Посмеивается. Отсчитал три с половиной тыщи ассигнациями. Аверьян скинул рубаху, завернули в неё пачки денег. А время уж к полудню. И как хорошо-то всё вокруг, красиво! С радости куда? На сеновал за Наташкиным конопляником. Казацкая молодёжь горячая.
Наташка говорит: «Аверюшка, а я не знала, сладенький, какой ты у меня ещё и умненький!» А он: «Я боялся, ты поскользнёшься, но ты на скользком крепка!» И так они друг дружку хвалят, на сене милуются. Он ей косу расплетает, а она: «Аверюшка, как мы его! Ой, обхохочусь вусмерть!»
Вдруг: что такое? И оба заморгали. У него на пальцах — красное, липкое. Ах, мать честная! На конце косы — краска. Наташкина коса-то белокурая ниже колен длиной. Когда на постели кувыркали друг дружку, коса летала себе туда-сюда и мазнула по полу.
Веселье с них как рукой кто смахнул. Аверьян успокаивает: не бойся, ничего не будет! Деньги — вон; целы. Воды нагреть да с щёлоком — всё смоет! Сколько тут краски?! А Наташка глядит по-другому: «Аверька, ты невер! А я чувствую…»

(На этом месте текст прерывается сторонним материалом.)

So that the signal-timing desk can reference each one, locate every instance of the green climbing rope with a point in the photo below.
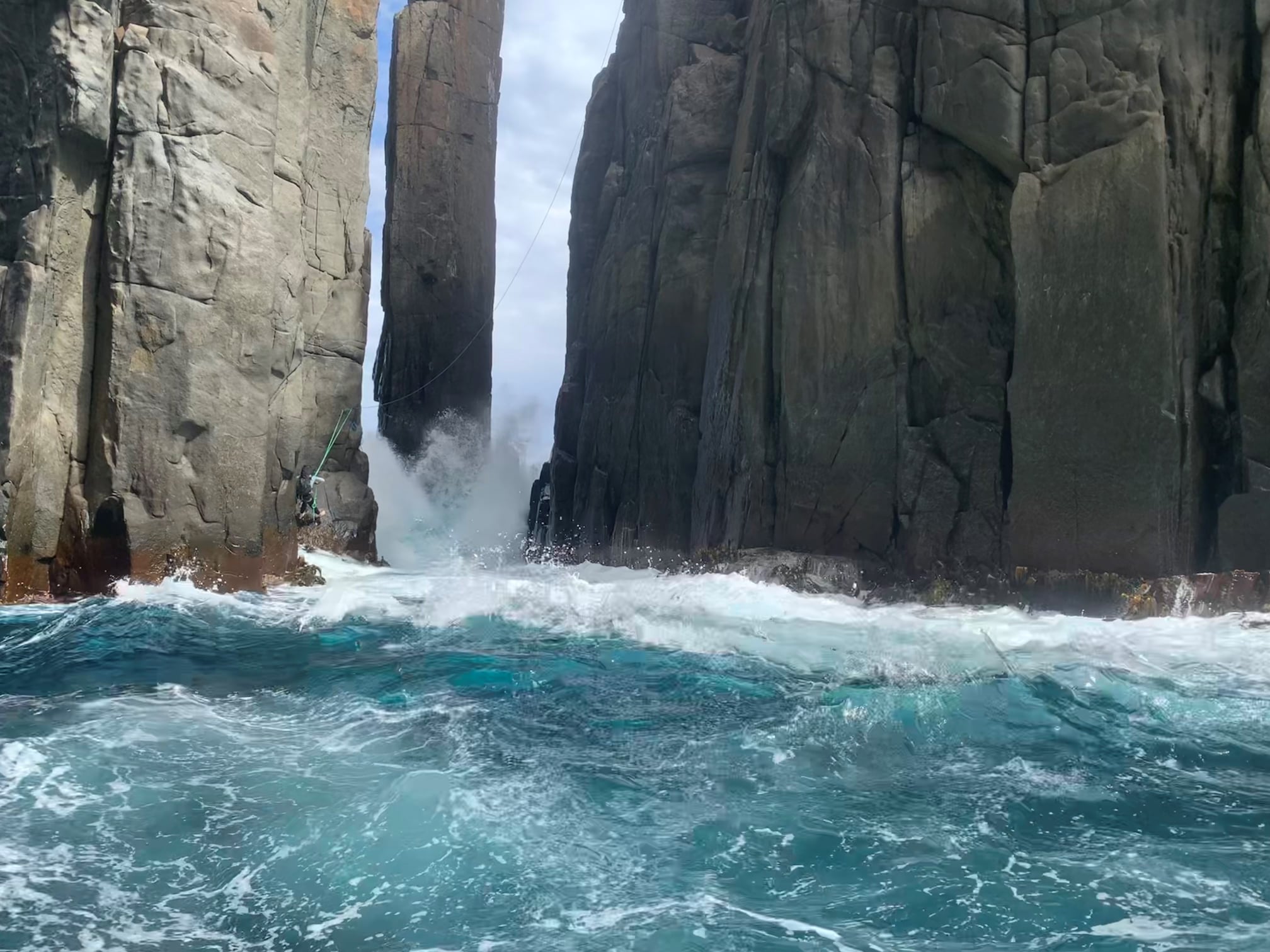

«Да чего это ты чувствуешь?»
«Что приходит, то я и чувствую!»
Аверьян вгорячах: и не надо, мол, воду греть. Пока греть — ты в болезнь умаешься со своим страхом и чувством. Взять овечьи ножницы, отрезать конец косы! Наташка как зыркнет на него: «Нет, нам не отвязаться…» Он смотрит: ну, меняется девка! Нехорошо у неё в глазах.

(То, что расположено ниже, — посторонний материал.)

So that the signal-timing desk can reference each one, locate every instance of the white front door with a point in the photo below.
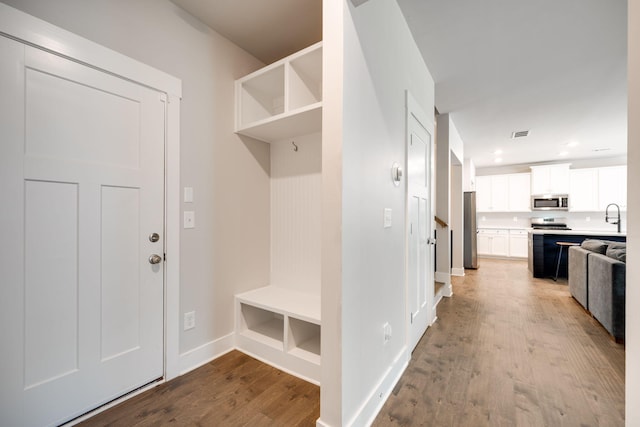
(82, 188)
(420, 230)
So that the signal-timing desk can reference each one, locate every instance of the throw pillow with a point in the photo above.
(594, 245)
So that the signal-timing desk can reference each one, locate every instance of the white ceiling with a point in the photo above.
(554, 67)
(267, 29)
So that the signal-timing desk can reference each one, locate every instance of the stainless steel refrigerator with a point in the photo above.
(470, 231)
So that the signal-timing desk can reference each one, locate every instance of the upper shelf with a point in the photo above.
(283, 99)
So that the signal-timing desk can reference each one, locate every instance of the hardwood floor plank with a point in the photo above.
(233, 390)
(510, 350)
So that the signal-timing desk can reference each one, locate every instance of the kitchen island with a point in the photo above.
(543, 248)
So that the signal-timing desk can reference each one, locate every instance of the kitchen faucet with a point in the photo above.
(617, 218)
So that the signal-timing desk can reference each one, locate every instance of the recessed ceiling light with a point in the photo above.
(519, 134)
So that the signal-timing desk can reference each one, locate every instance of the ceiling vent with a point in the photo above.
(519, 134)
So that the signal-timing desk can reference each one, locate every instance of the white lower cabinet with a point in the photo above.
(501, 242)
(518, 244)
(493, 241)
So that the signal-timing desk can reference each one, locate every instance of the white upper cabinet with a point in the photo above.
(491, 193)
(583, 194)
(612, 187)
(283, 99)
(520, 192)
(550, 179)
(503, 193)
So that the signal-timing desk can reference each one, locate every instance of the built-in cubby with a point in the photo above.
(282, 104)
(283, 99)
(282, 327)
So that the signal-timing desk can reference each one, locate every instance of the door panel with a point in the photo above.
(82, 167)
(51, 281)
(120, 290)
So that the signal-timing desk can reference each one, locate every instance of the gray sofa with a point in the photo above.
(597, 276)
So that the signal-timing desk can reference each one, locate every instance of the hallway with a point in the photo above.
(510, 350)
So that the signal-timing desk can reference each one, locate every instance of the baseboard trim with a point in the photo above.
(205, 353)
(443, 277)
(369, 410)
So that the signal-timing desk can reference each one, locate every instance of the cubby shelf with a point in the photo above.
(282, 327)
(283, 99)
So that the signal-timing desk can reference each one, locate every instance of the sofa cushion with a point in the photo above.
(617, 251)
(594, 245)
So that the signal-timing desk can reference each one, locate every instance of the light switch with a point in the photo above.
(387, 218)
(189, 219)
(188, 194)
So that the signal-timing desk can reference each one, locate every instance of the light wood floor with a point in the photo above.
(510, 350)
(233, 390)
(507, 350)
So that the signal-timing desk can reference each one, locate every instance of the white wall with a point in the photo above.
(381, 61)
(229, 248)
(469, 178)
(633, 229)
(443, 194)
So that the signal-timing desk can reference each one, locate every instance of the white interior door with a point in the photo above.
(82, 187)
(420, 254)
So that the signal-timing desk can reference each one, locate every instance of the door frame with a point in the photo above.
(35, 32)
(414, 109)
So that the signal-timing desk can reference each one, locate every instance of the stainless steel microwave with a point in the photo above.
(550, 202)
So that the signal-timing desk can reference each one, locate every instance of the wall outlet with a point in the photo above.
(386, 331)
(189, 320)
(189, 219)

Всё-таки сходили за ножницами, отмахнули у косы замаранный конец. Наташка требует: это надо сбыть персиянину. Отнести тишком, закинуть ему через заплот… Пошли задами, по назьмам, чтобы не привлекать любопытства. День за середину, жар палит. Аверьян так бы и потряс за грудь персиянина.
Наташка под ноги показывает: «Гляди, трава сабина. Пожуй — томно не будет».
Аверьян на неё: «Она же отрава!» А Наташка: «Чего нам теперь отрава-то? Попробуй маненько». Тут слепого дождя пролило. Аверьяна взяла какая-то слабость. Наташка его приклоняет: он мокрые листья пососал, стебли. Забылся.
Очухался у персиянина под заплотом. Наташки нет. Но птичек кругом — стаи. Щебечут, скачут; всем хорошо, Аверьяну — непонятно! Обежал усадьбу: в заплоте нигде ни щёлочки. Ну, изловчился — перелез.